Dźwignię Barkera rozpowszechnił – stosując i udoskonalając ją razem z twórcą w budowanych przez siebie instrumentach – wybitny organmistrz Aristide Cavaillé-Coll z Francji. Pierwsze, wykorzystujące angielski wynalazek organy zbudował w 1841 w katedrze w Saint-Denis pod Paryżem. Jego firma konstruowała organy we Francji, Hiszpanii, Anglii, Holandii, a także w Ameryce Południowej i w Chinach. W Niemczech najbardziej znaną była firma Walcker z Ludwigsburga. Podobnie do firmy Cavaillé-Colla budowała organy na całym świecie, ale w standardzie stosowała wiatrownice tonowe typu stożkowego. W Polsce zbudowała instrumenty m.in. w katedrze warszawskiej oraz w Filharmonii w Warszawie (obydwa zniszczone w trakcie II wojny światowej). Innym znanym organmistrzem działającym w Niemczech był Friedrich Ladegast. Na jego instrumencie w katedrze w Merseburgu komponował Ferenc Liszt. W tym samym czasie w Anglii działała firma rodzinna Willisów. Opracowany przez nią typ dużych organów nazwanych symfonicznymi zrywał z tradycyjnym modelem wprowadzając dyspozycję odpowiadającą bieżącym trendom muzyki romantycznej. W Holandii sławę zyskała firma organmistrza Johanna Bätza prowadzona po jego śmierci przez Christiana Wittego. Budowane przez nich instrumenty nie wykorzystywały nowinek technicznych XIX wieku, ale pieczołowitość tzw. intonacji (kształtowania natężenia i barwy dźwięku piszczałek i całych głosów) przysporzyła im miana wyjątkowo pięknie brzmiących i jednych z najlepszych instrumentów epoki romantyzmu[18].

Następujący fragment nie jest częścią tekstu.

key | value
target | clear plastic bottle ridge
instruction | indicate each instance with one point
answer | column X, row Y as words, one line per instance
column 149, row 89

Polskie organmistrzostwo w XIX wieku rozwijało się w oparciu o rozwiązania techniczne wypracowane i utrwalone w poprzednim stuleciu. Trakturę pneumatyczną i mechanizmy elektryczne zaczęto wprowadzać pod koniec wieku. W tym samym czasie, krakowski organmistrz Antoni Sapalski wydał pierwszy polski traktat zawierający informacje i praktyczne porady dotyczące konstrukcji, konserwacji oraz rozwiązywania typowych usterek eksploatacyjnych organów. Wypracowany w ubiegłych stuleciach kunszt organmistrzowski był przekazywany z pokolenia na pokolenie, rozwijał się, utrwalał i przyjmował formę działalności rodzinnej. Budowano głównie instrumenty małe i średnie. Organy Karola Żakiewicza z początku XIX wieku zachowały się w Miedniewicach i Żelaznej. Uczeń tegoż – Mateusz Mielczarski – działał w latach 1829–1868 i zbudował około 100 instrumentów głównie na terenach Mazowsza oraz Małopolski. W tym czasie powstała – działająca do końca wieku XX – firma rodzinna Biernackich, budująca organy w sposób przemysłowy na obecnych terenach Polski, Litwy i Białorusi. Z warsztatu rodziny Szymańskich pochodzą zbudowane w 1885 pierwsze w Polsce organy z wiatrownicą stożkową – rozwiązaniem technicznym umożliwiającym sterowanie rejestrami za pomocą każdego rodzaju traktury – mechanicznej, pneumatycznej oraz elektropneumatycznej[18][50].
Pod koniec dziewiętnastego stulecia zaczęto kompletować i szeroko publikować dzieła kompozytorów XVI, XVII i XVII wieku, m.in. Bacha, Haendla, Palestriny, Mozarta, Schütza, Purcella i Lasso. Wkrótce, na przełomie wieków XIX i XX pojawił się i szybko rozprzestrzenił trend powrotu do instrumentarium i muzyki dawnej. Nadal budowano organy o rozmaitych rozwiązaniach konstrukcyjnych i rozmiarach, ale historyzm zaznaczył się w sposób szczególny[51].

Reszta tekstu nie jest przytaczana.